Il dettaglio ha incuriosito tifosi e addetti ai lavori, ma la spiegazione è più semplice di quanto sembri: si tratta di un sistema di monitoraggio continuo della glicemia, noto anche come CGM. Il ‘Continuous Glucose Monitor' è una piccola pastiglia rotonda che si applica sul retro del braccio: inserisce un minuscolo filamento sottocutaneo – che arriva a 5-6 millimetri di profondità – che misura il livello di glucosio nel liquido interstiziale 24 ore su 24, trasmettendo dati costanti sull’andamento metabolico dell’atleta. I dati vengono poi trasmessi via Bluetooth a un lettore, mostrando un grafico in tempo reale con le tendenze (salita, discesa o stabilità del glucosio).
Secondo le informazioni diffuse, questi dispositivi sono sempre più utilizzati non solo in ambito medico, ma anche nello sport professionistico, perché permettono di controllare in tempo reale energia, recupero e risposta fisica allo sforzo. Il cerotto, quindi, non ha nulla a che vedere con cure improvvisate o infortuni, ma con una gestione scientifica della performance. In questo modo lo staff tecnico può valutare eventuali cali energetici o picchi legati all’attività fisica intensa.
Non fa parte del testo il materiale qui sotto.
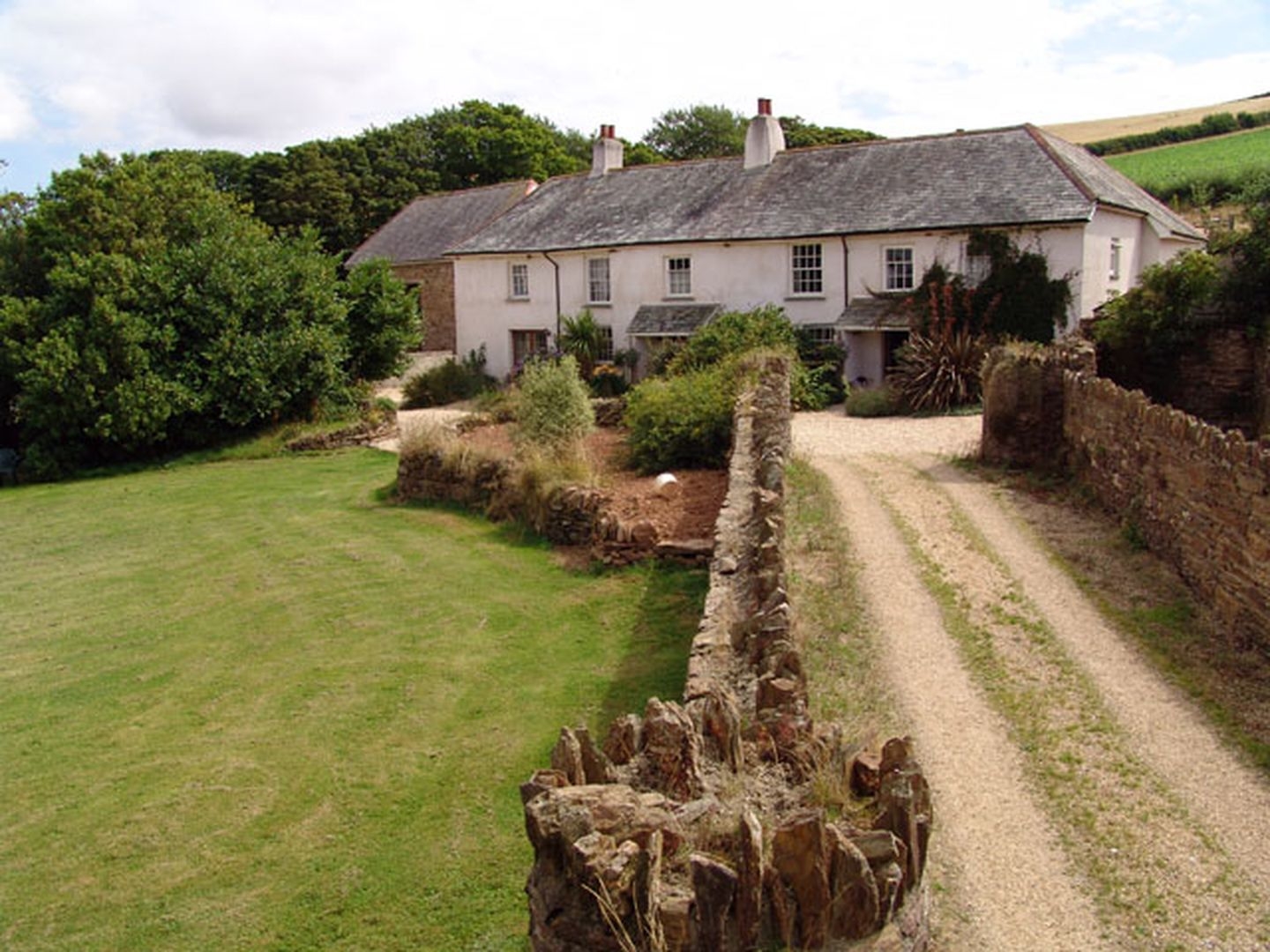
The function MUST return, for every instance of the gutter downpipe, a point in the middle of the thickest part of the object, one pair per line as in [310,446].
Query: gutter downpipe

Nel caso di Sinner, la presenza del cerotto ha alimentato curiosità, anche perché il tennista è noto per la sua attenzione maniacale ai dettagli fisici e alla preparazione atletica. Non è la prima volta, infatti, che il campione azzurro viene associato all’utilizzo di strumenti tecnologici per il monitoraggio delle prestazioni. Il CGM rappresenta oggi una delle frontiere più avanzate della medicina applicata allo sport, permettendo un controllo costante e non invasivo dell’organismo. Un piccolo cerotto, dunque, che racconta molto più di quanto sembri: la trasformazione dello sport moderno in una disciplina sempre più guidata dai dati.